Much of what we deal with in counseling sessions with our clients is healing relationships. When you are recovering from food addiction or an eating disorder, difficult relationships can sometimes trigger the compulsion to relapse.
We can use food or exercise in unhealthy ways, or obsess about body image, as defense mechanisms that help us avoid dealing with people. Unfortunately, most of us aren’t given proper relationship skills growing up.
Maybe some of us learned some resiliency, but for the most part we have to constantly learn and re-learn how to navigate relationships, whether at work, in play, at home or in the community. Each lesson usually comes out of painful conflicts that are the underlying cause of our angst.
Whether you’re back in close quarters with family members over the holiday season, or dealing with difficult people at any time of year, the right tools can help you detach from the drama and stay committed to your recovery.
Though I’ve been practicing yoga for years, I’ve recently ramped up my study of yoga therapy and the principles of yoga. We’ve started a yoga therapy program at the White Picket Fence Foundation building, with more groups and classes planned for the future.

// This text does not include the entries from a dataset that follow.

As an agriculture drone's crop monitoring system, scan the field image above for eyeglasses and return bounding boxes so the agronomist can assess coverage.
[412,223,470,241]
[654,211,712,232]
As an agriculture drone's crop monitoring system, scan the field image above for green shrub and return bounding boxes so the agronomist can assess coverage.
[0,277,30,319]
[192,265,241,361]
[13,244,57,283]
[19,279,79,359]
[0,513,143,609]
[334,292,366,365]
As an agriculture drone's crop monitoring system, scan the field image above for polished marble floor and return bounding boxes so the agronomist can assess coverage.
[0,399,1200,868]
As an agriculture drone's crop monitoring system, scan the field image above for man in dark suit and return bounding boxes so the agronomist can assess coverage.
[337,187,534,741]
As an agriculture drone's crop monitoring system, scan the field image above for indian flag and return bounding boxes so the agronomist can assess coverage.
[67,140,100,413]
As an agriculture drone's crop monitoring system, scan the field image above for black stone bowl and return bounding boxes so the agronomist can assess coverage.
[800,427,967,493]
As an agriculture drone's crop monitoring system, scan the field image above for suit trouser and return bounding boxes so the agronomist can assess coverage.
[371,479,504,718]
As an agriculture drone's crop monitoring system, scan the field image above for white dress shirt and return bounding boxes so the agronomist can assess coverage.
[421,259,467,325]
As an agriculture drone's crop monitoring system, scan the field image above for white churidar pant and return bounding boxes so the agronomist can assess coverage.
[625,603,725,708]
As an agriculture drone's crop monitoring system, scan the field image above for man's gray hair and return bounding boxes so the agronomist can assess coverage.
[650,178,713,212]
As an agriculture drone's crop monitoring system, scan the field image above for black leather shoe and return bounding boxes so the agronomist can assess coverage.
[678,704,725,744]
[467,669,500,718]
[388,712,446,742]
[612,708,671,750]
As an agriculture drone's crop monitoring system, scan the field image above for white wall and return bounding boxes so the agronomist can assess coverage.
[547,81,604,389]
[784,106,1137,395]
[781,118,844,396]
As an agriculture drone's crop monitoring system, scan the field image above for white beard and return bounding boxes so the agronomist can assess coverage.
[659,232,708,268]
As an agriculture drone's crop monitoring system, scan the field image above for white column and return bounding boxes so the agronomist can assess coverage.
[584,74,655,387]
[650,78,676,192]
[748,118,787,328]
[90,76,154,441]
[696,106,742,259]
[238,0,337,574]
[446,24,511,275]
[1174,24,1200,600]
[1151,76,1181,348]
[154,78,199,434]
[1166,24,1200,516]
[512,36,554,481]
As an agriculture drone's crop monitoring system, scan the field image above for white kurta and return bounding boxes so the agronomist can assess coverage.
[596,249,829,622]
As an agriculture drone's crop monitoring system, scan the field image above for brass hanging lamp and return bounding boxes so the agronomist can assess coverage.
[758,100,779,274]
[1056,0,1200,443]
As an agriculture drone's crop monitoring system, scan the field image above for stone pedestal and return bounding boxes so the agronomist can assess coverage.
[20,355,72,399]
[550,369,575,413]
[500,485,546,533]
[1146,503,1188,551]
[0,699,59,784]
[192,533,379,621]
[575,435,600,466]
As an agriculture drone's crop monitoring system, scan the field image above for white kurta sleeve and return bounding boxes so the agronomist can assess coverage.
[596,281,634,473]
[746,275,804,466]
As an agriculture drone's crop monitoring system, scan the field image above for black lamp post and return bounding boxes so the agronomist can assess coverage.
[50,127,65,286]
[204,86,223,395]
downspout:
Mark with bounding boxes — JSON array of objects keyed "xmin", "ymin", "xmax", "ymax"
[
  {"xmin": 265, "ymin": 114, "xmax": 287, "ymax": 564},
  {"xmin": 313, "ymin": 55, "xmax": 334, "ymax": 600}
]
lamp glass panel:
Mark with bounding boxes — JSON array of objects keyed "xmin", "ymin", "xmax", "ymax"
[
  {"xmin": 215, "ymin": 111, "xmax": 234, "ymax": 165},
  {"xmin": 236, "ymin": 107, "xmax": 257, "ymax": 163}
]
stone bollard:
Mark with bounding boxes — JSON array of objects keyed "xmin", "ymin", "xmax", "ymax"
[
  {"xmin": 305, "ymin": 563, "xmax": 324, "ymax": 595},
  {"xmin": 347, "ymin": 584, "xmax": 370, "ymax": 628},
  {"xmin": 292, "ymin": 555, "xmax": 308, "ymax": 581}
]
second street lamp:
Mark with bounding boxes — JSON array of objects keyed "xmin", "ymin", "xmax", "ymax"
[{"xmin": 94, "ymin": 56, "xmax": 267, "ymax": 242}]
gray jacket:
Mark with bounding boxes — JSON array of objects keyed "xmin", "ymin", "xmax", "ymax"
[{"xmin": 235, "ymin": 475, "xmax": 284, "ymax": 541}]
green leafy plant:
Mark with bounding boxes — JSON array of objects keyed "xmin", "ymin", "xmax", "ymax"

I’ve also discovered a fascinating, simple and effective concept for how to stay peaceful in all of the relationships and interactions in your daily life.
While it can seem as though we’re up against many different kinds of relationship problems, this yoga philosophy teaches that there are actually only four types of people we deal with – called “locks.” The beauty of this concept is that for every lock, there is a key!
Over the next two weeks, I’ll share about these four locks and their corresponding keys. With these four keys in your pocket, you’ll have what you need to navigate any interactions, even challenging ones, over the holidays and beyond.
The most important goal is to find peace, whether that’s through meditation, yoga, journaling, therapy, calling a friend or another tool. If we have a serene mind, we’re not in disorder or dis-ease and we don’t have to use or abuse food or our bodies because we don’t have to change the way we feel.